Secondly, we can compare the density of each area. From df[['Area','Density']], we can see that St Kilda, Richmond, Melbourne, Malvern, Caulfield North and Coburg are the six best areas.

In [89]:
sorted_area = sorted(df['Area'])
cafes_count_list = cafes_df.set_index(["Area", "Venue"]).count(level="Area")['Venue Category']
cafes_count = pd.DataFrame(list(zip(sorted_area,cafes_count_list)), columns=['Area','Count'])
cafes_count.sort_values(by='Count',ascending=True,inplace=True)
cafes_count

Unnamed: 0,Area,Count
5,Greensborough,46
7,Melbourne,47
11,Richmond,53
4,Glen Waverley,55
8,Moonee Ponds,55
13,St Kilda,59
12,Sandringham,60
3,Footscray,61
9,Nunawading,63
2,Coburg,66


In [90]:
df[['Area','Density']]

Unnamed: 0,Area,Density
0,St Kilda,5466
1,Richmond,5041
2,Melbourne,4550
3,Malvern,4530
4,Caulfield North,3977
5,Coburg,3567
6,Preston,3022
7,Camberwell,3013
8,Footscray,2927
9,Sandringham,2841


<h2> 4. Conclusion

Based on the analysis above, we can conclude that Melbourne, Richmond and St Kilda would be the best areas to open a cafe in due to the high density of its population and the fact that there are not that many cafes/restaurants yet in those areas compared to other areas.

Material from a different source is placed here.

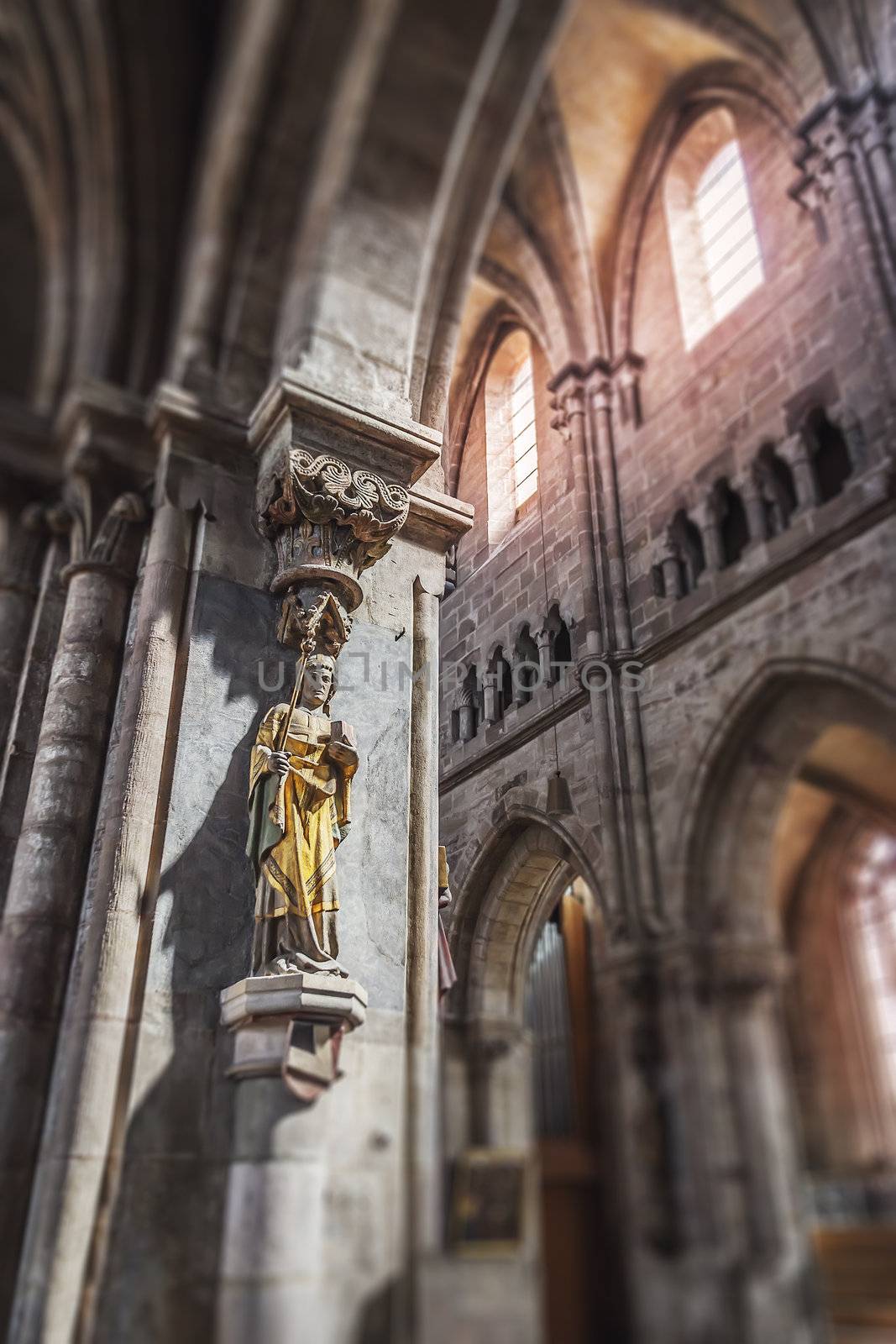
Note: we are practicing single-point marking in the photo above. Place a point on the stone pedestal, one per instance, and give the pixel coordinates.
(291, 1026)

Further analysis and criteria could be used to improve this report. For example, the demography of the population could also determine the profitability of a cafe (e.g. older generation might not prefer brunch). Additionally, the economic condition of the population could also be a factor of whether an area would be a good location to open a cafe.